Pero aún no terminaba la semana. Y el presidente Piñera dudaba entre si subirse a un avión e irse a la isla o quedarse para iniciar el diálogo directo con los estudiantes. Se quedó en Santiago, aunque las cámaras estuvieron orientadas fundamentalmente a cubrir lo que ocurría en el archipiélago. Los avances de las primeras conversaciones fueron escasos. En esta sociedad virtual en que vivimos, las noticias se superponen. La memoria se desvanece y la imaginación cae en renuncios. Por ahora todo está opacado por el desastre de Juan Fernández. Y sentimos el sabor de la indefensión una vez más. Pero con las horas, las ideas se van aclarando. Volvemos al equilibrio de los tres cerebros de Jung y se comienza la búsqueda de explicaciones. Los accidentes, como su nombre lo indica, son fortuitos. Pero el azar no elimina las causas, sólo las coloca en momentos imprevistos. Y cuando se trata de errores humanos, las causas podrían haber sido eliminadas.
Todo indica que el caso que hoy nos conmueve, la muerte de estos veintiún compatriotas pudo evitarse. Y las responsabilidades apuntan, más que a la tripulación del avión, a ciertas prácticas que se dan en la FACH y, en general, en nuestros institutos armados. Distintos expertos -entre ellos el instructor de vuelo Rodrigo Molina, amigo de Camiroaga- sostienen que la caída de la aeronave se produjo por falta de combustible. Y allí es donde la responsabilidad supera a los tripulantes y se traslada a la institución. Ningún avión comercial -de los que semanalmente viajan a Juan Fernández- puede hacerlo en las condiciones en que lo hizo el aparato de la FACH. Y eso, porque deben cumplir rígidas normas de seguridad impuestas por la Dirección de Aeronáutica. Entre otras, que ningún vuelo se puede hacer si es que no tiene la suficiente autonomía para regresar a un aeropuerto seguro. En este caso, al continente. Los uniformados se rigen por sus propias normas.
Allí se entra en un territorio que difícilmente podemos entender los civiles. Se supone que ninguna institución quiera poner en riesgo la vida de su personal. Pero están los ejemplos de los 45 soldados muertos en el volcán Antuco, los dos aspirantes a carabineros muertos en entrenamiento, las muertes recurrentes de soldados caídos en entrenamientos en el Norte, para citar sólo ejemplos relativamente recientes.

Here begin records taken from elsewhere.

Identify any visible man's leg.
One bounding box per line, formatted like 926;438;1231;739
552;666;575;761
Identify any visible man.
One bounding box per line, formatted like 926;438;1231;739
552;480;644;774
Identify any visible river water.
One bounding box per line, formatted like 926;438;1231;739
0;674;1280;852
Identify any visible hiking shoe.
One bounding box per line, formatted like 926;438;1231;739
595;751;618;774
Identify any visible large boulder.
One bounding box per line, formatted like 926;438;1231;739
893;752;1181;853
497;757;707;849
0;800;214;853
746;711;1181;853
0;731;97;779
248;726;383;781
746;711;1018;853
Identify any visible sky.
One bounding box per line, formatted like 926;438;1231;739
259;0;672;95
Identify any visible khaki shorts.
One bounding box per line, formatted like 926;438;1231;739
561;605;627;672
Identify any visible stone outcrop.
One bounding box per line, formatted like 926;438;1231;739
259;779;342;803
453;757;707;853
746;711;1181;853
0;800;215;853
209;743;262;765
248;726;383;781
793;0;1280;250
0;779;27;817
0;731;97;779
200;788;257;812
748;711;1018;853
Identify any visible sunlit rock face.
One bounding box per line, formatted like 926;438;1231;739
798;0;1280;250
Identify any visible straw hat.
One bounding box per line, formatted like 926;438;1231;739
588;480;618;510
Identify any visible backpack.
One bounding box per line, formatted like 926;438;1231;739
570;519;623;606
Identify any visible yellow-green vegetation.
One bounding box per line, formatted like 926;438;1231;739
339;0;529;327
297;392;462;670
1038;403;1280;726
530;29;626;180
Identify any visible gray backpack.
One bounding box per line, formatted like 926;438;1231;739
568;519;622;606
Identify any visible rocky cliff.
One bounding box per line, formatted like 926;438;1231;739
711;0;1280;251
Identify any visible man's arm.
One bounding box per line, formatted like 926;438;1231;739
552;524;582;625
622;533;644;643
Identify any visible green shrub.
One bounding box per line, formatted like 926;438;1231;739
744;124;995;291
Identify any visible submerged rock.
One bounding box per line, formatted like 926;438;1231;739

No voy entrar en consideraciones acerca de cómo tales situaciones vulneran las bases democráticas que se afincan en los Derechos Humanos. Me limitaré a decir que esto no es tolerable para una sociedad que trata de madurar y afincar sus cimientos de convivencia. En poco tiempo, la FACH ha dado muestras de un espíritu de cuerpo acerado. Se ha negado a entregar los nombres de los pilotos de bombardearon La Moneda el 11 de septiembre de 1973. Y se ha mentido abiertamente a la ciudadanía, señalando que no se conocen, como lo hizo el ex comandante en Jefe de la época, Fernando Matthei. Esperemos que ahora, los altos mandos asuman las responsabilidades que corresponden y renuncien a sus cargos. Será la demostración de que respetan ciertos valores que a los chilenos, civiles o militares, deben obligarnos por igual. Ojalá que esta tragedia sirva, al menos, para hacer avanzar a nuestro país por ese sendero tan difícil que es poner al ser humano, a cualquiera, por sobre todas las cosas.